Crustose lichens on stone are among the most common yet challenging lichens to identify at the Royal Botanic Gardens, Kew. These species form thin, tightly attached crusts that cannot be removed without damaging the substrate. Colour is a useful first clue: pale grey and white crusts often belong to genera such as Lecanora or Lecidella, while yellow and orange patches suggest Caloplaca or Xanthoria. Black or dark crusts on damp stone are frequently Verrucaria. Surface texture, cracking patterns, and the presence of apothecia or perithecia provide further guidance. Combined with substrate type and moisture conditions, these features allow reliable preliminary identification in the field.

Lichens are among the most effective biological indicators of pollution, widely used to monitor air quality in urban and semi-natural environments. Because they absorb water and nutrients directly from the atmosphere, lichens are highly sensitive to sulphur dioxide, nitrogen compounds, heavy metals, and particulate pollution.

Changes in lichen species diversity, abundance, and community composition provide clear evidence of pollution levels and long-term environmental trends. At sites such as the Royal Botanic Gardens, Kew, lichen-based monitoring has documented both historical pollution impacts and ecological recovery following improvements in air quality, supporting research, conservation, and environmental management.

At the Royal Botanic Gardens, Kew, lichens are an integral part of conservation science, linking biodiversity research with practical management. Lichen surveys document species richness and habitat continuity across trees, rocks, and historic structures, providing indicators of ecological quality. Because many lichens are sensitive to disturbance, air pollution, and climate change, they help guide conservation priorities and site management. Integrated with Kew’s long-term records and collections, lichen research informs habitat protection, monitoring programmes, and evidence-based decisions that safeguard both living landscapes and built heritage within this UNESCO World Heritage Site.
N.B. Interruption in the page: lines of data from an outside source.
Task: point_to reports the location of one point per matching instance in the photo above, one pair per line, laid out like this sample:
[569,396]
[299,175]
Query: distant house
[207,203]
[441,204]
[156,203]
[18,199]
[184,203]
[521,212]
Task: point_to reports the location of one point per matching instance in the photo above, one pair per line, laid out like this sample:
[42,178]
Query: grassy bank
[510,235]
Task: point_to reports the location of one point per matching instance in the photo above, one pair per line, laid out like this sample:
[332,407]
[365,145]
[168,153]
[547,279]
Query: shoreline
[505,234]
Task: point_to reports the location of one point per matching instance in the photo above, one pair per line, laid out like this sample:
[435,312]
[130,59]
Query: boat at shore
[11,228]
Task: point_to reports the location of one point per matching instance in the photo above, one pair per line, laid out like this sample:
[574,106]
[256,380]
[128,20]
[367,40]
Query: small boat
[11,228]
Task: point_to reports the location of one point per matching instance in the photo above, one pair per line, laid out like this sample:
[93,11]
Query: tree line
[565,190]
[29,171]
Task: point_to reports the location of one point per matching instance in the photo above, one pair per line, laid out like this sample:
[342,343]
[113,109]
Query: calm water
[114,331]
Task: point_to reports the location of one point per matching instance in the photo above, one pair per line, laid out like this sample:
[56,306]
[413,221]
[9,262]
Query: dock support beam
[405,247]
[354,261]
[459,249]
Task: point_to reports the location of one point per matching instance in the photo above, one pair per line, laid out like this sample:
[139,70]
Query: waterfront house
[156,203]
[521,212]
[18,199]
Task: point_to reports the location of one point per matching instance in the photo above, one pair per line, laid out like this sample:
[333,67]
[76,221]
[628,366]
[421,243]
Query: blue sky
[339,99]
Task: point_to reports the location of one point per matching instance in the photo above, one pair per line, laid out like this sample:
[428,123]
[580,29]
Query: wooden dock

At the Royal Botanic Gardens, Kew, lichens play an important role in climate change research as sensitive indicators of environmental change. Their growth, distribution, and species composition respond quickly to shifts in temperature, rainfall patterns, air quality, and nitrogen deposition. Long-term lichen records at Kew allow scientists to track ecological change over decades, revealing both past pollution impacts and recent recoveries linked to improved air quality. Today, lichen studies at Kew help interpret how climate change interacts with urban environments, historic landscapes, and biodiversity, contributing valuable evidence for conservation planning within this UNESCO World Heritage Site.

At the Royal Botanic Gardens, Kew, lichens are interpreted not only as biological organisms but also as part of human cultural history. Across Europe and beyond, lichens have featured in traditional dyes, folk medicine, perfumery (such as oakmoss), and rural knowledge systems. Kew’s collections and archives preserve historical references that link lichen species to textile colouring, wound treatments, and symbolic meanings in folklore. By presenting these stories alongside modern science, Kew highlights how lichens connect ecology, culture, and traditional knowledge, enriching our understanding of their value beyond taxonomy and conservation.

Observing lichens at the Royal Botanic Gardens, Kew should always be done with care and respect for both nature and heritage. Use a hand lens or camera rather than touching or removing specimens, as lichens grow slowly and are easily damaged. Stay on designated paths and avoid disturbing soil, bark, or historic surfaces. Never scrape lichens from trees, stones, or buildings, especially within this UNESCO World Heritage Site. Record observations through notes or photographs, and share findings via approved citizen-science platforms. By observing without collecting and by respecting garden rules, visitors help protect Kew’s lichen diversity while still enjoying close engagement with these remarkable organisms.